First, the ad thing: Julian Hirsch, like many reviewers,
was an outside contractor, and would have no way of knowing who was or was not advertising
in the issue containing a particular review. Products are chosen, tests performed, and
reports written months before the magazines are put together. Even staffers, who could
probably find out who's running ads if they tried, usually don't -- in most publishing
companies there's a huge gulf between the advertising and editorial people, and often they
don't even speak. I've encountered companies where they're not allowed to speak to
each other.
Obviously, if the product comes from a big company that
always advertises, the reviewer would be aware of that. And it is true that occasional
advertisers, when they learn a test is going to appear, tend to want to support it by
running an ad, but this is something the reviewer knows nothing about.
Often, however, such companies wait until the review is
published. Mainstream magazines almost never let them see the review before it appears,
and I assume that was true of Stereo Review in Hirsch's day. Its now-defunct sister
publication, Audio, used to send manufacturers copies of the factual part of a
review -- features, specs, prices and so forth -- for verification, but never the
evaluation portion of the article.
When I was editing reviews, the only time we let the maker
see the results was if they were so poor we suspected that the unit was actually
defective. On one or two occasions, with new companies, we held a review until the product
could be reworked, on the theory that we weren't there to destroy a fledgling outfit by
publishing an embarrassing review. On one notable occasion, the company said that that was
the way the product was supposed to sound, so we printed the review. It was a real
stinker.
But it is true that relatively few bad reviews make it into
print in the mainstream audio magazines. Some of the reason is the choice of what will be
tested; no one sets out to spend the money on measuring a component expected to be bad
(tests are expensive, for one thing), so the whole process is weighted toward things that
are expected to perform well.
If they don't, there are several possible responses. One
editor said to me, "we're basically in the business of recommending products to our
readers, so why would we waste paper and ink on something we know they won't like?"

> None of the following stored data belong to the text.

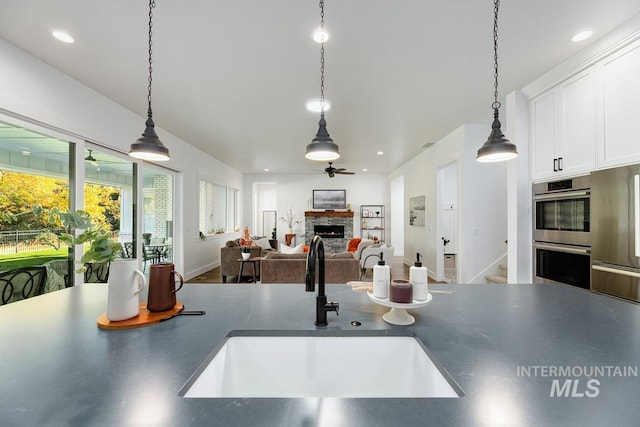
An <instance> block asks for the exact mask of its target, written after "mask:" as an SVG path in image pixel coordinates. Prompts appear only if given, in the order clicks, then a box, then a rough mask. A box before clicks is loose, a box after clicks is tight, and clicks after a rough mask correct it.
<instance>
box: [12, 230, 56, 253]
mask: <svg viewBox="0 0 640 427" xmlns="http://www.w3.org/2000/svg"><path fill="white" fill-rule="evenodd" d="M62 232H64V229H61V228H59V229H44V230H16V231H0V255H9V254H19V253H25V252H34V251H42V250H46V249H51V248H52V246H51V245H48V244H47V243H46V236H47V235H48V234H50V233H54V234H56V235H58V236H59V235H60V233H62Z"/></svg>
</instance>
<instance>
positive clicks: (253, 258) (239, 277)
mask: <svg viewBox="0 0 640 427" xmlns="http://www.w3.org/2000/svg"><path fill="white" fill-rule="evenodd" d="M260 261H262V258H261V257H251V258H247V259H244V258H238V262H239V263H240V271H239V272H238V283H240V279H241V278H242V270H243V269H244V264H245V263H247V262H250V263H251V264H252V266H253V283H258V278H257V275H256V269H257V266H256V263H258V265H260Z"/></svg>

There's also a sort of "multiplier effect" when
it comes to negative comments, even within an otherwise good review. A slight criticism is
likely to carry something like a thousand times more weight than any sort of praise. A
rave review can easily become a pan with a single cavil, and manufacturers have very long
memories for such things. As a result, editors watch the phrasing of negatives very
closely, with the result that the language in which they are eventually phrased can be
very wimpy.
Critics of this sort of reviewing prefer a "damn the
torpedoes" rashness, and it can make good reading. And the occasional critical review
does add something to an evaluation program's credibility, but in the real world,
reviewing is fraught with traps.
Julian Hirsch trod a very fine line, and he set a very high
standard in audio reviewing. My guess is that the vitriol that was aimed at him by a
segment of the audio community meant that he was doing things right.